A standard definition of a musical score is ‘a copy of a composition on a set of staves braced and barred together’ (Oxford Classical Dictionary) or staves ‘that are vertically aligned so as to represent visually the musical coordination’ (Grove Concise Dictionary of Music). Put very simply, it shows all the parts of a piece of music and how they fit together.
The function of a musical score is to document a piece of music in a written format, but many different types of notation can be used to achieve this. Look at these examples and consider how the sound and the visual representation of that sound relate to each other.
Some notations tell the reader what to do physically with fingers and hands on an instrument while others indicate a general sound structure such as a chord and expect the player to make sense of the rhythm and melody from that. Listen to the song Greensleeves. This piece of music is over 400 years old. How do you think it was written down?

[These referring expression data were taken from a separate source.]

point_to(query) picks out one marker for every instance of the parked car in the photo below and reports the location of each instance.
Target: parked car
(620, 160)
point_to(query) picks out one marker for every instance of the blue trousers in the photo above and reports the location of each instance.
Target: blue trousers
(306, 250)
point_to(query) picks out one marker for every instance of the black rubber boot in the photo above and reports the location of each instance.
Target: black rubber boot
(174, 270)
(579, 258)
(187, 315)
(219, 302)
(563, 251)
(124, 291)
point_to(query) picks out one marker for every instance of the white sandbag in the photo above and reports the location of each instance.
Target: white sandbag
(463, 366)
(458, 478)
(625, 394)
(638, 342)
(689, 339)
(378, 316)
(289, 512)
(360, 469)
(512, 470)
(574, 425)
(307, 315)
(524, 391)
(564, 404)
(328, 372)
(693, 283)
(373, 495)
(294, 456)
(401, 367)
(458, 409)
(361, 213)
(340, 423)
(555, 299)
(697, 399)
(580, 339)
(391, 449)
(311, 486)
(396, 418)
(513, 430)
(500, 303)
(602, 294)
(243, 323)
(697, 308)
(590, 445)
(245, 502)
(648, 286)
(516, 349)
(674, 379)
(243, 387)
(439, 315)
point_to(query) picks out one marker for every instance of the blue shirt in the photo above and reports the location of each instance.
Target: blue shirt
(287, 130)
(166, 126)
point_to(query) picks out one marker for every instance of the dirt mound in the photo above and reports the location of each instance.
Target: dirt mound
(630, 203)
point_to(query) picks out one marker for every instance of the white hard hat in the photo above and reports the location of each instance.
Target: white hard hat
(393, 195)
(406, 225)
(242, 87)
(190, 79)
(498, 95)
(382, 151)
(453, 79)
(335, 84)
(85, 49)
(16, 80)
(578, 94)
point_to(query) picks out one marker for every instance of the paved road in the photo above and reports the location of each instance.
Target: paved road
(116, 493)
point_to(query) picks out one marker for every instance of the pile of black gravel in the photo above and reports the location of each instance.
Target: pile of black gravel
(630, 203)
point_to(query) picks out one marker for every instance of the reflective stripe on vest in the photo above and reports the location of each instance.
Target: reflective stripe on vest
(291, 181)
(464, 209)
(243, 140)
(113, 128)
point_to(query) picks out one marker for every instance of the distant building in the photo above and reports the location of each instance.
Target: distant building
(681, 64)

The lute was very popular during the early modern period, and music for this instrument was written in a notation that presents a clear instruction to the player about where to put their fingers on which specific string of a lute. Horizontal lines represent the strings of the instrument and letters the frets. The marks over the lines are indicators of rhythm. You can view images from a digital version of the original manuscript [Tip: hold Ctrl and click a link to open it in a new tab. (Hide tip)] online, by searching for William Ballet’s lute book (MS 408/1).
Modern guitar chord symbols work on a similar principle, but they only provide a suggestion of where to put your left-hand fingers, and nothing else. Other types of notation such as lead sheets, rely on the improvisation skills of the player who is expected to construct melody and rhythm from just chord indications and perhaps an outline of a known melody. These are often used jazz standards and rely on the player being familiar with the lyrics and structure of the song, and also with how chords are constructed and what they should sound like.
Now try Gershwin’s famous I Got Rhythm. Look at an image of the music for I Got Rhythm, and listen to it below.
Now look at this score of a fourteenth century song, Belle, Bonne, Sage, Plaisant by Baude Cordier. What ideas do you think the writer was trying to convey in sound?
As you listen to the sound and look at the images of the notation, do you think these examples show how all the parts of the music fit together? Can you work out how what you are seeing connects with what you are hearing? Of course, they all represent sound in some way, but can you identify what particular aspects of sound? This is quite hard, so don’t worry if you can’t find anything that remotely connects sound and vision. It is precisely because it is hard that musical scores have taken several centuries to develop into the forms we now know.